Mauro Pagani e l’Orchestra Roma Sinfonietta mi hanno completamente rapita. Con loro i classici del rock sono tornati in vita avvolti da un’aurea talmente luminosa da diventare accecante. Unica pecca: la scelta degli interpreti come Raiz per “Kashmir” dei Led Zeppelin e Samuel dei Subsonica per “Heroes” di Bowie.

Ovazione per Manuel Agnelli che continua a detenere lo scettro di cantante italiano più carismatico e magnetico. Una voce eclettica che fa l’amore con tutte le canzoni, un’interpretazione carica di pathos e una presenza scenica – assolutamente semplice e minimalista – senza pari. Se ne sta lì fermo, tutto vestito di nero, come se non volesse attirare l’attenzione, eppure i miei occhi sono puntati solo su di lui e le mie orecchie solo sulla sua voce.

Non si può dire lo stesso di Caparezza, la cui oggettiva presenza scenica non è affatto minimalista. E’ un animale da palcoscenico, uno showman che sa bene come conquistare il pubblico e fomentare la folla impazzita. E’ lui il Re di questo Primo Maggio, con la sua formula perfetta fatta di rime baciate, timbri vocali eterogenei, costumi eccentrici, band teatrale, energia e capelli, tanti capelli. Ascoltare  “Vieni a ballare in Puglia” poi è sempre un enorme piacere.

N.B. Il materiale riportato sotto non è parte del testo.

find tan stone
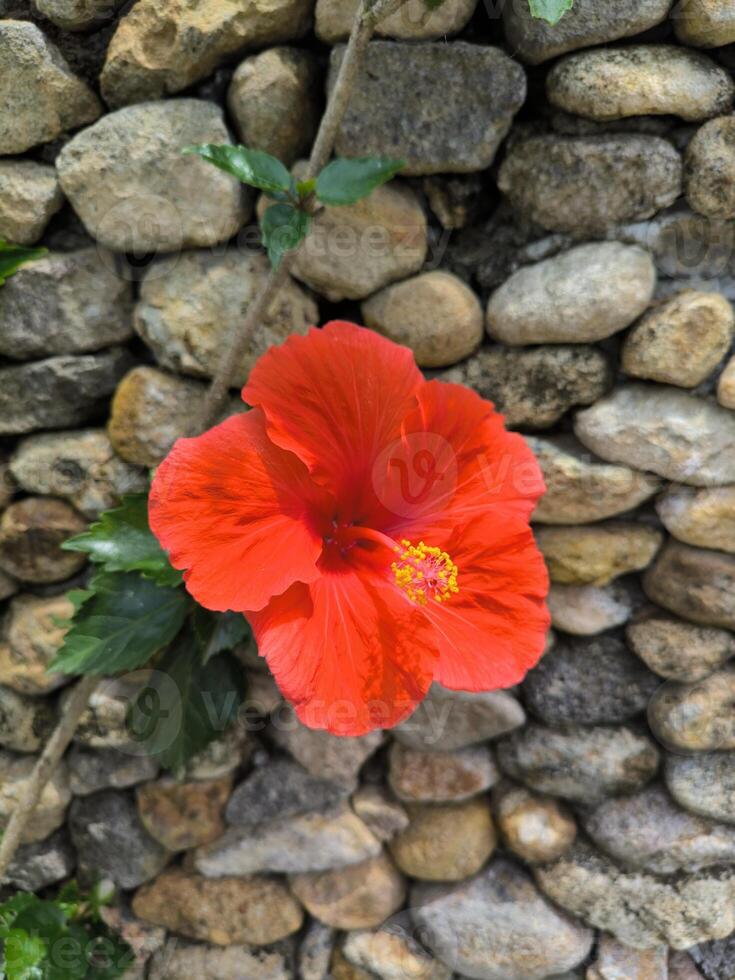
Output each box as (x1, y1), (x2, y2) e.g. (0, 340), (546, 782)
(315, 0), (477, 44)
(289, 854), (406, 929)
(536, 521), (663, 585)
(717, 357), (735, 409)
(0, 20), (102, 155)
(133, 868), (303, 946)
(133, 249), (319, 387)
(0, 160), (64, 245)
(100, 0), (312, 106)
(621, 289), (735, 388)
(136, 777), (232, 851)
(227, 47), (320, 167)
(546, 44), (735, 122)
(0, 497), (87, 584)
(493, 784), (577, 864)
(107, 365), (244, 466)
(388, 797), (496, 881)
(258, 179), (428, 302)
(656, 485), (735, 553)
(362, 271), (483, 368)
(0, 595), (74, 695)
(527, 436), (661, 524)
(0, 751), (71, 844)
(388, 742), (499, 803)
(671, 0), (735, 48)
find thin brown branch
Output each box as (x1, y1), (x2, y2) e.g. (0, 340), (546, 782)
(0, 677), (100, 879)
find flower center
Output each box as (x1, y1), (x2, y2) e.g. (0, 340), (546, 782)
(391, 540), (459, 606)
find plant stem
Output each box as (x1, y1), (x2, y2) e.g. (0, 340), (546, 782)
(0, 677), (100, 878)
(195, 0), (412, 433)
(0, 0), (414, 878)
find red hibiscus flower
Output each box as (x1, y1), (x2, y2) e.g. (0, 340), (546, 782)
(150, 322), (549, 735)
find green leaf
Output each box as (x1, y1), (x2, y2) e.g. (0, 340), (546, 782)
(260, 204), (311, 269)
(49, 572), (191, 674)
(0, 238), (48, 286)
(62, 493), (182, 585)
(528, 0), (574, 27)
(3, 929), (48, 980)
(128, 634), (245, 773)
(191, 606), (248, 664)
(316, 157), (405, 204)
(182, 143), (292, 195)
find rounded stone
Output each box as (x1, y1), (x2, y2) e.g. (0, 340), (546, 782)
(0, 160), (64, 245)
(0, 20), (102, 155)
(498, 723), (659, 804)
(56, 99), (249, 254)
(0, 248), (133, 360)
(536, 521), (663, 586)
(648, 668), (735, 752)
(362, 271), (483, 368)
(664, 752), (735, 824)
(136, 776), (232, 851)
(671, 0), (735, 48)
(656, 485), (735, 553)
(493, 784), (577, 864)
(134, 249), (319, 387)
(289, 854), (406, 929)
(388, 797), (497, 881)
(314, 0), (477, 44)
(10, 429), (147, 518)
(684, 116), (735, 219)
(0, 595), (74, 695)
(717, 357), (735, 409)
(0, 497), (87, 584)
(527, 436), (661, 524)
(523, 636), (661, 728)
(625, 610), (735, 683)
(439, 344), (612, 429)
(388, 742), (499, 803)
(411, 858), (594, 980)
(546, 44), (735, 122)
(132, 868), (303, 946)
(502, 0), (676, 65)
(498, 133), (682, 237)
(546, 582), (634, 636)
(487, 242), (656, 345)
(227, 47), (319, 167)
(574, 383), (735, 486)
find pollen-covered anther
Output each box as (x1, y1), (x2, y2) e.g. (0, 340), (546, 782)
(391, 540), (459, 606)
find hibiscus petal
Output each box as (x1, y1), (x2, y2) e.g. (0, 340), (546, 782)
(149, 409), (334, 612)
(380, 381), (545, 544)
(424, 517), (550, 691)
(247, 563), (436, 735)
(242, 321), (424, 521)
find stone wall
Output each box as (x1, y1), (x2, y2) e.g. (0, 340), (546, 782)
(0, 0), (735, 980)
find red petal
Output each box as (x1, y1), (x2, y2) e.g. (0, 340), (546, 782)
(386, 381), (545, 544)
(242, 321), (424, 521)
(425, 517), (550, 691)
(149, 409), (333, 612)
(248, 563), (436, 735)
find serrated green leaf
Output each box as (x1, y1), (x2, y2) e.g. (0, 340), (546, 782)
(128, 634), (245, 773)
(62, 493), (182, 585)
(191, 606), (248, 664)
(182, 143), (292, 194)
(316, 157), (405, 205)
(3, 929), (48, 980)
(49, 572), (191, 675)
(260, 204), (311, 269)
(0, 238), (48, 286)
(528, 0), (574, 27)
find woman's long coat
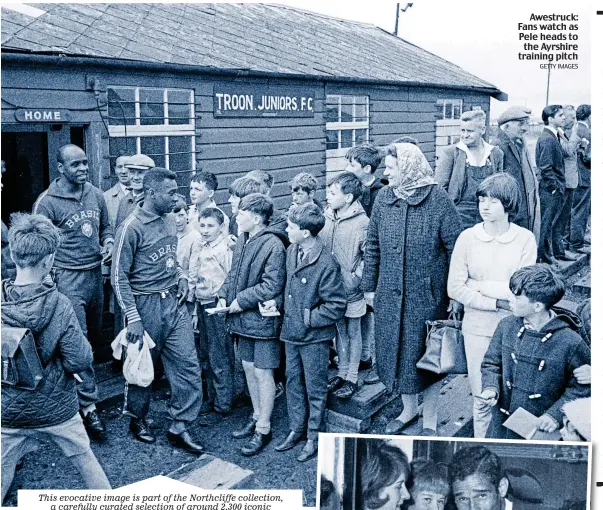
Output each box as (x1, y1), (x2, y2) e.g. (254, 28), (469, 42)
(362, 185), (462, 393)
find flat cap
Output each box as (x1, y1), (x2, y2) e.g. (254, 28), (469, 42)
(498, 106), (532, 126)
(124, 154), (155, 170)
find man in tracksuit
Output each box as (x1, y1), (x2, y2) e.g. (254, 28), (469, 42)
(111, 168), (203, 453)
(33, 144), (113, 438)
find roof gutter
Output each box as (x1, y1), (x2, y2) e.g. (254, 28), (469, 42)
(1, 48), (508, 101)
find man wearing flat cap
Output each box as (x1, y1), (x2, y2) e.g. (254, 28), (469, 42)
(115, 154), (155, 229)
(490, 106), (540, 239)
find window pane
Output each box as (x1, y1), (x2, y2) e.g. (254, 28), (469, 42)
(354, 96), (368, 122)
(340, 129), (354, 149)
(168, 90), (193, 124)
(355, 129), (368, 145)
(109, 137), (136, 175)
(325, 96), (339, 122)
(139, 89), (163, 126)
(140, 136), (165, 167)
(341, 96), (354, 122)
(107, 88), (136, 126)
(327, 130), (339, 150)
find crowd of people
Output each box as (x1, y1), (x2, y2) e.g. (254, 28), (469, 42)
(320, 439), (587, 510)
(2, 105), (590, 496)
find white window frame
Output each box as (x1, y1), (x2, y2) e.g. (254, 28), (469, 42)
(326, 94), (370, 150)
(107, 85), (197, 172)
(438, 99), (463, 120)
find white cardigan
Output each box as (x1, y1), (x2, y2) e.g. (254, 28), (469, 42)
(448, 223), (537, 337)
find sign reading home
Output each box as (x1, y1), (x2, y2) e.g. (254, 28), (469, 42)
(15, 108), (71, 124)
(214, 84), (314, 117)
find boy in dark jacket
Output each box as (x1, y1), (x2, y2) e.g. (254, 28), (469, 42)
(345, 144), (383, 218)
(218, 193), (285, 456)
(345, 142), (382, 378)
(276, 203), (347, 462)
(481, 264), (590, 439)
(2, 214), (111, 500)
(319, 172), (369, 399)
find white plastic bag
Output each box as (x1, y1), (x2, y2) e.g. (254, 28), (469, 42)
(111, 328), (155, 387)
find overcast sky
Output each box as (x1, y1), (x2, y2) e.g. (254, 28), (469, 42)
(276, 0), (596, 118)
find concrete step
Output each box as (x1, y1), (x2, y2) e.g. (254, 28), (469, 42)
(402, 375), (473, 437)
(558, 253), (590, 280)
(572, 273), (590, 299)
(325, 409), (372, 434)
(167, 455), (253, 490)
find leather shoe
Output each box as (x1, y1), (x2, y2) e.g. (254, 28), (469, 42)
(167, 430), (203, 455)
(385, 414), (419, 435)
(358, 358), (373, 370)
(232, 418), (257, 439)
(241, 430), (272, 457)
(130, 418), (155, 444)
(333, 381), (358, 400)
(274, 431), (305, 452)
(297, 439), (318, 462)
(327, 375), (345, 393)
(364, 369), (379, 384)
(82, 410), (107, 439)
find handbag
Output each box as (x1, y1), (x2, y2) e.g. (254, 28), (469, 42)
(417, 314), (467, 374)
(1, 324), (44, 390)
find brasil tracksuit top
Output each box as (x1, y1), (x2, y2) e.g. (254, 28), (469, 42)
(33, 179), (113, 270)
(111, 206), (184, 323)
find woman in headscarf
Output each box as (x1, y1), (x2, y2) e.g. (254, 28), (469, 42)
(436, 110), (504, 229)
(362, 143), (462, 435)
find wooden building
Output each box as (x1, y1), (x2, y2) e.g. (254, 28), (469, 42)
(2, 3), (506, 217)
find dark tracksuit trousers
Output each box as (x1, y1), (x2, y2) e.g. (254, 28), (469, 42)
(54, 266), (104, 408)
(124, 288), (203, 424)
(284, 341), (329, 440)
(553, 188), (575, 258)
(570, 186), (590, 251)
(197, 303), (235, 413)
(538, 186), (565, 264)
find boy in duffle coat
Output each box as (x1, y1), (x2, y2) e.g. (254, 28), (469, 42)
(481, 264), (590, 439)
(218, 193), (285, 456)
(276, 203), (347, 462)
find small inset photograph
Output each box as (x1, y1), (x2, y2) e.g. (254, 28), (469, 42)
(317, 434), (591, 510)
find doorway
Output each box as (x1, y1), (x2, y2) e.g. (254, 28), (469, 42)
(2, 132), (50, 224)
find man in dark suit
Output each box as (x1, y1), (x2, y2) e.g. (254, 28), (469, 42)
(570, 104), (591, 252)
(490, 106), (540, 239)
(536, 105), (565, 264)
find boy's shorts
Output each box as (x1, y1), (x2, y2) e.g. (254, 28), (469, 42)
(1, 413), (90, 463)
(239, 336), (281, 370)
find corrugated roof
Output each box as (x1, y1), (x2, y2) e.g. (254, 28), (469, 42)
(1, 3), (496, 91)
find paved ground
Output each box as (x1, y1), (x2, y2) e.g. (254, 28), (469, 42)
(5, 390), (316, 506)
(6, 268), (590, 506)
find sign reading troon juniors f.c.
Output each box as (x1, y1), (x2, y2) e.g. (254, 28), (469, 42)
(214, 84), (314, 117)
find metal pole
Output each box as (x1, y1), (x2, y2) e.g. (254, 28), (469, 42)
(546, 65), (551, 106)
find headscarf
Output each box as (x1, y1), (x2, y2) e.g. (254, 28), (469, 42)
(393, 143), (436, 200)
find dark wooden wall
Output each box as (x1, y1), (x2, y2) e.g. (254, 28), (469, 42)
(2, 60), (490, 215)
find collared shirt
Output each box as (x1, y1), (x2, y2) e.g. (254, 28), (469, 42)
(523, 310), (557, 331)
(189, 235), (232, 304)
(111, 205), (184, 323)
(176, 225), (201, 281)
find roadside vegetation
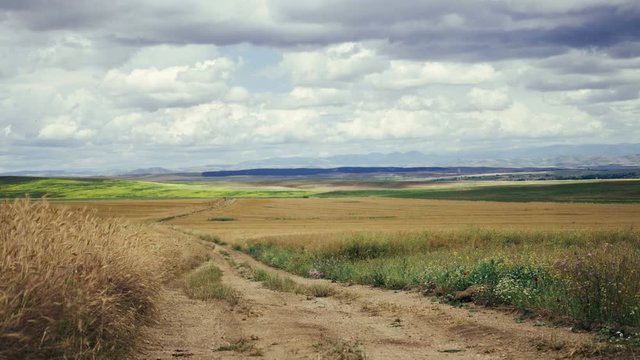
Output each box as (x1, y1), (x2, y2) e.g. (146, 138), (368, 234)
(185, 262), (240, 305)
(252, 269), (335, 297)
(0, 199), (204, 359)
(242, 228), (640, 342)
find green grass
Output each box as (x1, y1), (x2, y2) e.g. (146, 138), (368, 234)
(185, 262), (240, 305)
(5, 177), (640, 202)
(0, 177), (310, 199)
(243, 229), (640, 341)
(316, 180), (640, 203)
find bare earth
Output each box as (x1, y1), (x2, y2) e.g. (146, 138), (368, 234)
(134, 229), (604, 359)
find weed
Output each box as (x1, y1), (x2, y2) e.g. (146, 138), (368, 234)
(253, 269), (335, 297)
(244, 228), (640, 333)
(185, 262), (240, 305)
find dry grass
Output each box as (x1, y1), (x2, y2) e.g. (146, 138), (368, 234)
(185, 262), (240, 305)
(0, 199), (208, 359)
(161, 197), (640, 244)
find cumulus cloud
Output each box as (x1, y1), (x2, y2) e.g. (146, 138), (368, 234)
(104, 58), (235, 109)
(0, 0), (640, 170)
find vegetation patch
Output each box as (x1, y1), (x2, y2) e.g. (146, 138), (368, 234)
(214, 338), (263, 356)
(0, 200), (190, 359)
(252, 269), (335, 297)
(243, 229), (640, 343)
(185, 262), (240, 305)
(316, 180), (640, 203)
(0, 177), (311, 199)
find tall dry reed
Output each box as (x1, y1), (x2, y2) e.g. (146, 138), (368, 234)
(0, 199), (200, 359)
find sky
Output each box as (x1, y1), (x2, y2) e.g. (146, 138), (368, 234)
(0, 0), (640, 171)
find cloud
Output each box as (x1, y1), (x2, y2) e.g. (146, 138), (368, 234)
(0, 0), (640, 169)
(280, 42), (388, 85)
(467, 87), (511, 110)
(367, 60), (497, 89)
(104, 58), (236, 110)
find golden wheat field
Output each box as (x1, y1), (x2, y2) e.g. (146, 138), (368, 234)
(114, 198), (640, 241)
(7, 197), (640, 359)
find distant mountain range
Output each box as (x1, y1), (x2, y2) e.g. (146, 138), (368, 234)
(5, 144), (640, 177)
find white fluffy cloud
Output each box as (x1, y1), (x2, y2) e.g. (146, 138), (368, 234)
(104, 58), (235, 109)
(0, 0), (640, 170)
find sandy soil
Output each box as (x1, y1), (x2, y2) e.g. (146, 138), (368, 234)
(138, 229), (616, 359)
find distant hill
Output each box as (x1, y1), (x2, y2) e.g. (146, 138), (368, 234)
(202, 166), (552, 177)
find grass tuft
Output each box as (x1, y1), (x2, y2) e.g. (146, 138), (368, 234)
(185, 262), (240, 305)
(252, 269), (335, 297)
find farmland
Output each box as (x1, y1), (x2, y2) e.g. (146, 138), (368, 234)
(5, 179), (640, 359)
(0, 177), (640, 203)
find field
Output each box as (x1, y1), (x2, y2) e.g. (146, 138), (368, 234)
(0, 177), (309, 199)
(5, 178), (640, 359)
(0, 177), (640, 203)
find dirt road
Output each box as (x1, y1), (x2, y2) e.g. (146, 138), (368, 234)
(134, 228), (597, 359)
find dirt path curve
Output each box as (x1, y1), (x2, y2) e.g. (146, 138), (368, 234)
(139, 229), (604, 359)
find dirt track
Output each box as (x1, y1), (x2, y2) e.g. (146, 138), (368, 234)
(139, 228), (594, 359)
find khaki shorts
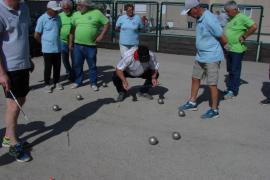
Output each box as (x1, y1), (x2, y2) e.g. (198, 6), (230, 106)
(192, 61), (220, 85)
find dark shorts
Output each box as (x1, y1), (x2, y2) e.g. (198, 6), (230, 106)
(6, 69), (30, 99)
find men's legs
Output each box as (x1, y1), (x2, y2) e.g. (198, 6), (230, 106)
(225, 52), (244, 97)
(112, 72), (126, 93)
(72, 44), (84, 86)
(179, 61), (201, 111)
(43, 53), (53, 86)
(52, 53), (61, 84)
(84, 47), (97, 86)
(2, 70), (31, 162)
(140, 69), (159, 93)
(5, 97), (26, 145)
(61, 41), (71, 78)
(201, 62), (220, 119)
(119, 44), (136, 57)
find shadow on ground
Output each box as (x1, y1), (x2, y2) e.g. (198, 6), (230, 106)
(0, 98), (114, 166)
(261, 82), (270, 98)
(196, 85), (224, 107)
(30, 66), (115, 90)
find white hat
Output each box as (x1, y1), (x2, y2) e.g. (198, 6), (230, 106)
(181, 0), (200, 15)
(47, 1), (61, 11)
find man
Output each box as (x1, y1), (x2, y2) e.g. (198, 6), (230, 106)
(115, 4), (144, 57)
(34, 1), (64, 93)
(70, 0), (110, 91)
(261, 65), (270, 105)
(179, 0), (226, 119)
(113, 46), (159, 102)
(224, 1), (257, 99)
(59, 0), (73, 80)
(0, 0), (34, 162)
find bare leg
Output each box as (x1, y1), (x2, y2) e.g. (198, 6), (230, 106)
(209, 85), (218, 109)
(190, 78), (201, 102)
(5, 97), (26, 145)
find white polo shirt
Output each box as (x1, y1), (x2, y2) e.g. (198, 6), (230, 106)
(117, 47), (159, 77)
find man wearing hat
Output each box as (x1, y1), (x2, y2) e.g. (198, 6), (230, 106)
(34, 1), (63, 93)
(0, 0), (33, 162)
(112, 46), (159, 102)
(179, 0), (226, 119)
(70, 0), (110, 91)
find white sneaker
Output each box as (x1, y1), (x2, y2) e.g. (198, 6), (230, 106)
(44, 85), (52, 93)
(55, 83), (64, 90)
(71, 83), (79, 89)
(91, 85), (98, 91)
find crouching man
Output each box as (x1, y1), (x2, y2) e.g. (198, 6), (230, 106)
(113, 46), (159, 102)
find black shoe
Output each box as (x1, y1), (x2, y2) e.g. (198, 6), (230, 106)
(138, 92), (154, 100)
(261, 98), (270, 105)
(116, 92), (126, 102)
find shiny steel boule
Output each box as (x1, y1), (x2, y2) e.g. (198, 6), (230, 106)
(178, 109), (186, 117)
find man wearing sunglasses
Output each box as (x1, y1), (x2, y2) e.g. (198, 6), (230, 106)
(179, 0), (226, 119)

Pur risultando impopolare, non ho mai nascosto il mio mancato apprezzamento per i Subsonica e per Samuel in particolare. Sarà che per me il timbro e l’estensione vocali sono fondamentali, sarà che non mi piace l’elettronica, ma la band non è mai riuscita a farmi cambiare opinione, nemmeno durante i live. Ieri poi hanno deluso un po’ tutti. Tra stonature e pubblico poco partecipante, i Subsonica hanno (fortunatamente) cantato la piccola parte di repertorio che preferisco. “Nuova Ossessione” resta una gran canzone.

Una bella scoperta sono stati i Nobraino, una band originale e lontana dal mainstream. Geniale è stata la trovata del cantante di rasarsi i capelli durante l’esibizione. Anche nel loro caso la presenza scenica conta molto, ma non è la loro unica qualità. Li terrò d’occhio. Una conferma invece Il Teatro degli Orrori con un Capovilla più partigiano che mai.

Cosa desiderare di più da un concerto che si conclude con una delle mie canzoni preferite di una delle mie band preferite? “Hey Jude” dei Beatles suonata dall’Orchestra Roma Sinfonietta ha chiuso in bellezza l’evento.

Ma manca qualcuno o sbaglio? Ma certo, gli Afterhours! Avevo appena conquistato la terza fila per godermi al meglio l’Agnellone & Co. e invece… nulla. A quanto pare la loro esibizione è stata tagliata per evitare uno sforamento di tempo. La profonda delusione era palpabile nelle prime file e, nonostante il coro unanime al grido di “Vogliamo gli Afterhours!”, la band non è salita sul palco. L’interpretazione di “Karma Police” di Manuel Agnelli però resterà nel cuore.